CABOSUN Trial: Cabozantinib vs Sunitinib for Renal Cell Carcinoma


Now we have to think about what the best treatment options are for these patients. And really it’s evolved quite a bit. Historically, 5, 6 years ago, this would have been a patient where you’d really be thinking sunitinib or pazopanib. Both are active VEGF tyrosine kinase inhibitors with activity in frontline renal cell carcinoma.

They’ve had studies trying to compare the 2. At the end of the day, 1 is really not superior to the other in terms of outcomes. But with the COMPARZ trial and the PISCES trial, 2 trials that try to look at these in more detail, while the outcomes were similar in the COMPARZ trial, toxicity profile was different with pazopanib, with potentially a better quality of life with pazopanib, although increased toxicities. And that was sort of seen as well in the PISCES trial, where patient-reported outcomes really showed that pazopanib was preferred. So for that, pazopanib had become a mainstay, as well as sunitinib in the frontline setting.

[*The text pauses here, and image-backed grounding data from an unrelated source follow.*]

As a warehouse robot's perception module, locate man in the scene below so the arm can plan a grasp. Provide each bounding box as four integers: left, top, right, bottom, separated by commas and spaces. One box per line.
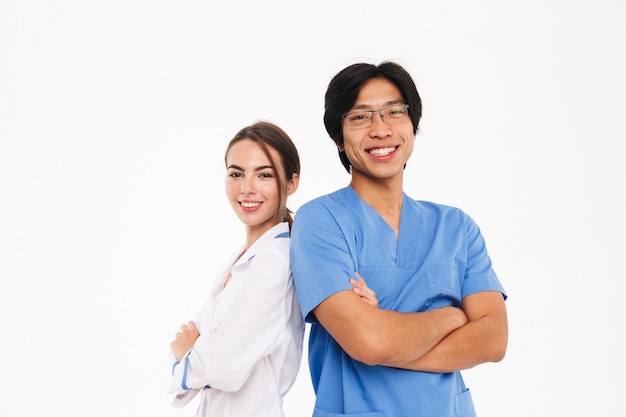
291, 62, 508, 417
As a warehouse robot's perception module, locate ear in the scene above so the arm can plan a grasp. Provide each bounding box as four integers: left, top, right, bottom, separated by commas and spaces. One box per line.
287, 173, 300, 195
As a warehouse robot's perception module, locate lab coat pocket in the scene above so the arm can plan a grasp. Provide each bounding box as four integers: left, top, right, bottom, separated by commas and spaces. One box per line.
313, 408, 384, 417
426, 260, 461, 308
454, 389, 476, 417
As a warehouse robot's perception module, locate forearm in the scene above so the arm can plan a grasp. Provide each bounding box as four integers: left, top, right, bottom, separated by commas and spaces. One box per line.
387, 317, 506, 372
315, 291, 467, 367
389, 292, 508, 372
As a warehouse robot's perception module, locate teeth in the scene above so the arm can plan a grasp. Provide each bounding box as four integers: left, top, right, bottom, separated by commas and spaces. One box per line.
370, 146, 396, 156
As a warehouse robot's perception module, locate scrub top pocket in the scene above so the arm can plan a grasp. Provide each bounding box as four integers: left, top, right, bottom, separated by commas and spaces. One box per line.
425, 261, 462, 309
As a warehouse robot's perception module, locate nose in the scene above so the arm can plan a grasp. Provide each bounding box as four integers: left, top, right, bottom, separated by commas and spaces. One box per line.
370, 111, 391, 137
239, 176, 255, 194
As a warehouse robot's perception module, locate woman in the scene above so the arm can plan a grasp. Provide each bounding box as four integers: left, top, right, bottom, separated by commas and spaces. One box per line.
168, 122, 304, 417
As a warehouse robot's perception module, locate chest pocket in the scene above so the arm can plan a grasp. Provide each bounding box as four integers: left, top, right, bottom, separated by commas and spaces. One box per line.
424, 260, 462, 309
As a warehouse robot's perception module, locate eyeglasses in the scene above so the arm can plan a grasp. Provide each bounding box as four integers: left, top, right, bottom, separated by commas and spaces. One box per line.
343, 104, 409, 128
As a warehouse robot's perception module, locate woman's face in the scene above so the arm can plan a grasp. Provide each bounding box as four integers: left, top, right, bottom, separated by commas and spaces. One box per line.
226, 139, 297, 240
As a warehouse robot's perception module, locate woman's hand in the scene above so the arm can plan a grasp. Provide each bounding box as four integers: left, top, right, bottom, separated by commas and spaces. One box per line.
170, 321, 200, 361
350, 272, 378, 308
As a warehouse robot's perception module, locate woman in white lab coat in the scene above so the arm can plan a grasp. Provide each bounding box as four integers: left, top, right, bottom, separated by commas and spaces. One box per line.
168, 122, 304, 417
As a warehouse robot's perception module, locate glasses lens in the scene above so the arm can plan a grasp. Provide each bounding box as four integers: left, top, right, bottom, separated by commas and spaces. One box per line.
343, 104, 409, 128
383, 104, 409, 122
345, 111, 372, 127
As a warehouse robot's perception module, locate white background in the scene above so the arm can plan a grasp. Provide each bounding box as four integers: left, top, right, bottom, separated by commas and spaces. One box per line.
0, 0, 626, 417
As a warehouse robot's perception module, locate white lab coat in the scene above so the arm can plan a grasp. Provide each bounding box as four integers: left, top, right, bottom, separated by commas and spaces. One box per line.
168, 223, 304, 417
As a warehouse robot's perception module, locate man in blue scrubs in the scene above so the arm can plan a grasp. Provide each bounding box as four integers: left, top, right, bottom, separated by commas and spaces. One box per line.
291, 62, 508, 417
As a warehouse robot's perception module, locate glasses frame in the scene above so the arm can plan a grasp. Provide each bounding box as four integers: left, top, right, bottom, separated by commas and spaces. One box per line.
341, 104, 409, 128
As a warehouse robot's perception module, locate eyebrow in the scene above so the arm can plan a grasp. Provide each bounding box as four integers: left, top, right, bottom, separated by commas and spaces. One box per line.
350, 98, 404, 111
228, 164, 274, 171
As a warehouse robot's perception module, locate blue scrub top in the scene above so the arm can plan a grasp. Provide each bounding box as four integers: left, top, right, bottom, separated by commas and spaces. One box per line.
291, 187, 506, 417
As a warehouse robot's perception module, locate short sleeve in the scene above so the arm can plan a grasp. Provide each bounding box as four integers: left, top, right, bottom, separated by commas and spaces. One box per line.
291, 199, 356, 323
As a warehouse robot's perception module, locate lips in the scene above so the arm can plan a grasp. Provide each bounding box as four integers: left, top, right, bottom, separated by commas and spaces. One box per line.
239, 201, 261, 208
368, 146, 398, 156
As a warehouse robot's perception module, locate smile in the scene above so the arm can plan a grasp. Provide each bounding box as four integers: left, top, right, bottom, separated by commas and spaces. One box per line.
369, 146, 398, 156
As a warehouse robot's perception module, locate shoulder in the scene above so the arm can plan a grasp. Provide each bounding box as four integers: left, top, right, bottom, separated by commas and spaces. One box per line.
404, 194, 469, 219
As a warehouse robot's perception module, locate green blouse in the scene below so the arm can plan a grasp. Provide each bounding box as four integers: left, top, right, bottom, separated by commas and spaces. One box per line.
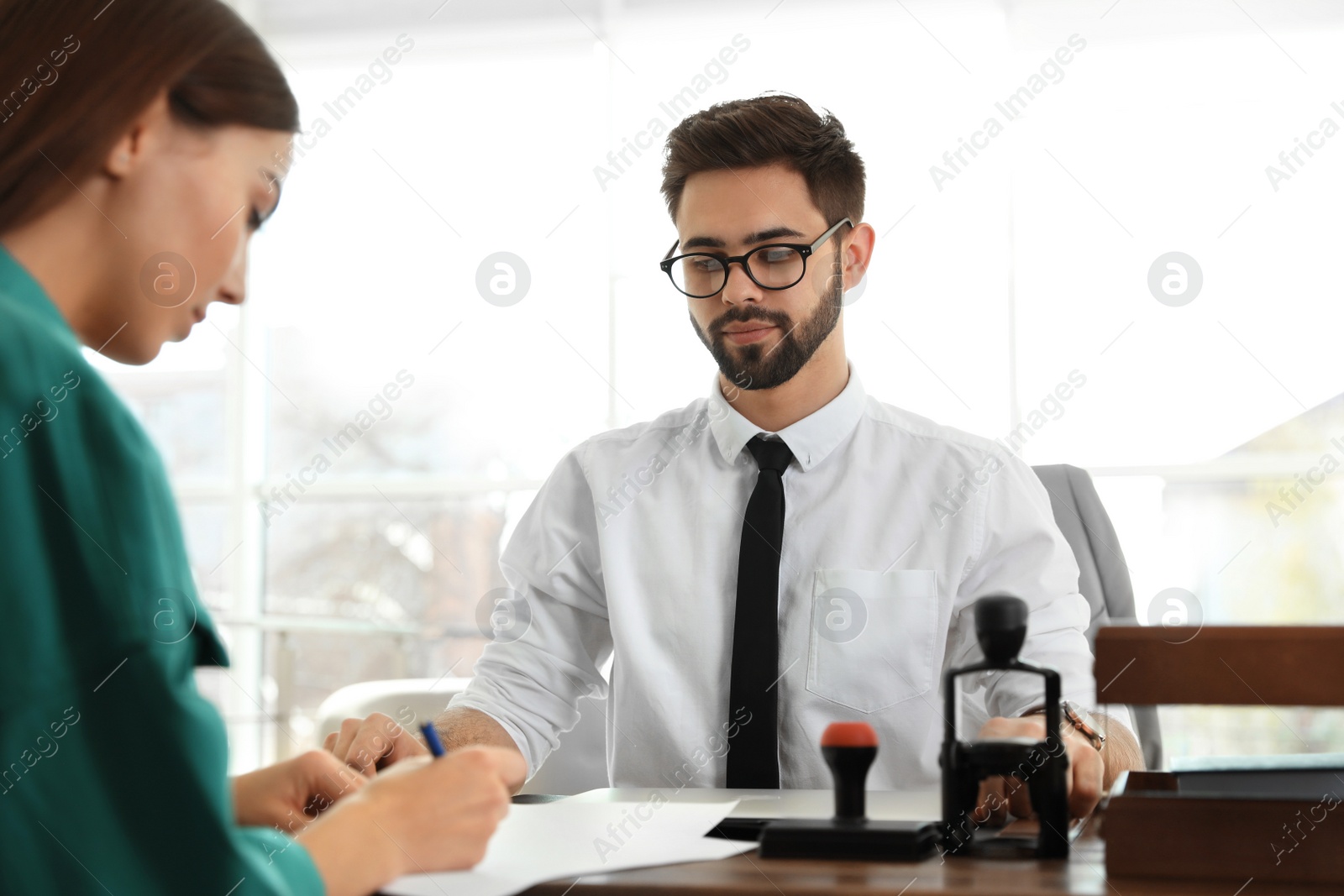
0, 249, 324, 896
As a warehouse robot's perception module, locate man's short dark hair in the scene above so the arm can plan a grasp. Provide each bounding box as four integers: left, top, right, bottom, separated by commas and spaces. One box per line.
663, 94, 864, 224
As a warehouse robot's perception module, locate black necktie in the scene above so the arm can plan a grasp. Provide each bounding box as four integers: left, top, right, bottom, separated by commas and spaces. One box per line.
728, 435, 793, 787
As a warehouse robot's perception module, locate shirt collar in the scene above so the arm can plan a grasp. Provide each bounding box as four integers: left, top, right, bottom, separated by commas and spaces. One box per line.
0, 246, 71, 334
710, 364, 869, 473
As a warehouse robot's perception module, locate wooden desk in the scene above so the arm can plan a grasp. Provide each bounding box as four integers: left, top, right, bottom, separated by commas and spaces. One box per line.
527, 831, 1337, 896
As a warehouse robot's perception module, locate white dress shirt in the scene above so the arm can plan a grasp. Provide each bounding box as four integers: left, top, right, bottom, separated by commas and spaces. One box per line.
450, 367, 1127, 790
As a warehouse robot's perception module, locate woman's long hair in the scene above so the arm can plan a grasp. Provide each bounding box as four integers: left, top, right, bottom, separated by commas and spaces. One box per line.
0, 0, 298, 233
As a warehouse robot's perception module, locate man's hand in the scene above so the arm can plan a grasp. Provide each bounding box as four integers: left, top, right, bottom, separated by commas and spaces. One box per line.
233, 750, 367, 834
323, 712, 428, 778
973, 715, 1120, 825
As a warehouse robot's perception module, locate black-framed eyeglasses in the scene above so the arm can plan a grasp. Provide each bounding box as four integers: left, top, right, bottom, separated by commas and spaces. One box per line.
659, 217, 853, 298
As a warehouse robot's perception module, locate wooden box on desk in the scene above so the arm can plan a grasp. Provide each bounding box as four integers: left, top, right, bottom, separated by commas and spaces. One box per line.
1095, 626, 1344, 884
1100, 771, 1344, 889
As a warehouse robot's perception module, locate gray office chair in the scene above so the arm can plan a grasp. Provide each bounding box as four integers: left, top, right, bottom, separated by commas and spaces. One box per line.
1032, 464, 1163, 768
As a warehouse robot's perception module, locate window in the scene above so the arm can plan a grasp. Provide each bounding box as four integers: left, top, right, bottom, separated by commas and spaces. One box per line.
105, 0, 1344, 771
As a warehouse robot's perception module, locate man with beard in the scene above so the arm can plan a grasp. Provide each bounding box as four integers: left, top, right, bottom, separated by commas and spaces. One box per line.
328, 96, 1142, 815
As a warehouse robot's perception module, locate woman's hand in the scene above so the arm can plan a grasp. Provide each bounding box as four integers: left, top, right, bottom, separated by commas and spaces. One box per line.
323, 712, 428, 778
297, 747, 527, 896
233, 750, 368, 834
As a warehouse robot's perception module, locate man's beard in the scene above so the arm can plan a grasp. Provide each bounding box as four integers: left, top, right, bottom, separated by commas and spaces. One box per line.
690, 265, 844, 390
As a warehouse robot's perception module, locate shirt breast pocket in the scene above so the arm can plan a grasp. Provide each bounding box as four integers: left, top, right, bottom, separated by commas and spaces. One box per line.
808, 569, 938, 713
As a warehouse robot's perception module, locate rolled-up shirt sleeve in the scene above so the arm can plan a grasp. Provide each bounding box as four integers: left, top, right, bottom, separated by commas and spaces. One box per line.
946, 454, 1133, 730
449, 446, 612, 778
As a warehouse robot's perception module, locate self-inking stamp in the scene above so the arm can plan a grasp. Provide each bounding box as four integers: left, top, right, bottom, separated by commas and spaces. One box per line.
761, 721, 938, 861
939, 594, 1068, 858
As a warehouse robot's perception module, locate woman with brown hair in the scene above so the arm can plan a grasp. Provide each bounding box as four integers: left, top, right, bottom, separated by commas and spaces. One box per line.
0, 0, 526, 896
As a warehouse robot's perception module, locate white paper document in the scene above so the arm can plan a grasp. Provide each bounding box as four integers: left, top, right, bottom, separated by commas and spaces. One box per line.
381, 799, 755, 896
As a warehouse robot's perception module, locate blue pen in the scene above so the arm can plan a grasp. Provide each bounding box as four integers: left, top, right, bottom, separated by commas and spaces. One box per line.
421, 721, 444, 759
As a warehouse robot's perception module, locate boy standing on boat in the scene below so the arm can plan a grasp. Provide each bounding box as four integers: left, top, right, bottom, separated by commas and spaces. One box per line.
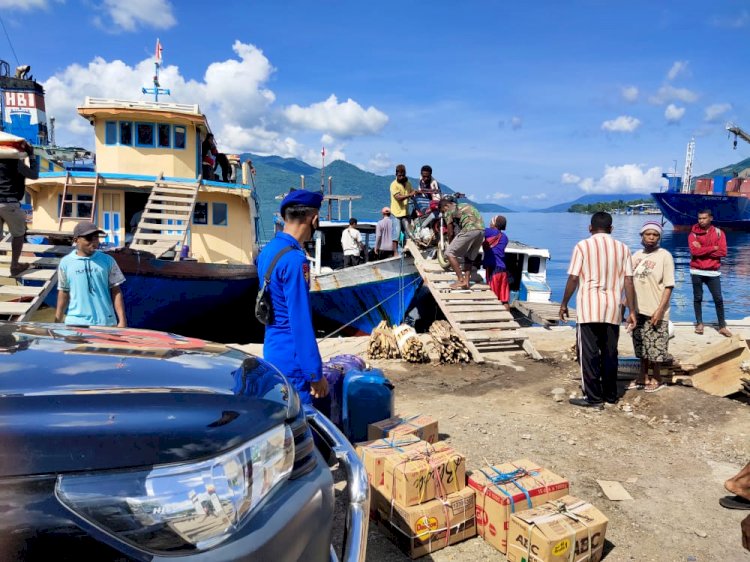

And then more recently we had the arrival of cabozantinib, which in the second-line setting has been the only drug showing improved response rate, PFS [progression-free survival], overall survival versus everolimus. And so given those impressive responses in the second-line setting, they were studied in the frontline setting, the logic being that cabozantinib in addition to inhibiting VEGF, also inhibits MET and AXL, which we know are important factors in driving sunitinib resistance. We had a randomized phase II trial, CABOSUN, that was done with a cooperative group led by Toni Choueiri, MD, that looked at cabozantinib versus sunitinib in those with intermediate- or poor-risk disease. This trial accrued close to 150 patients, randomizing between the 2 arms.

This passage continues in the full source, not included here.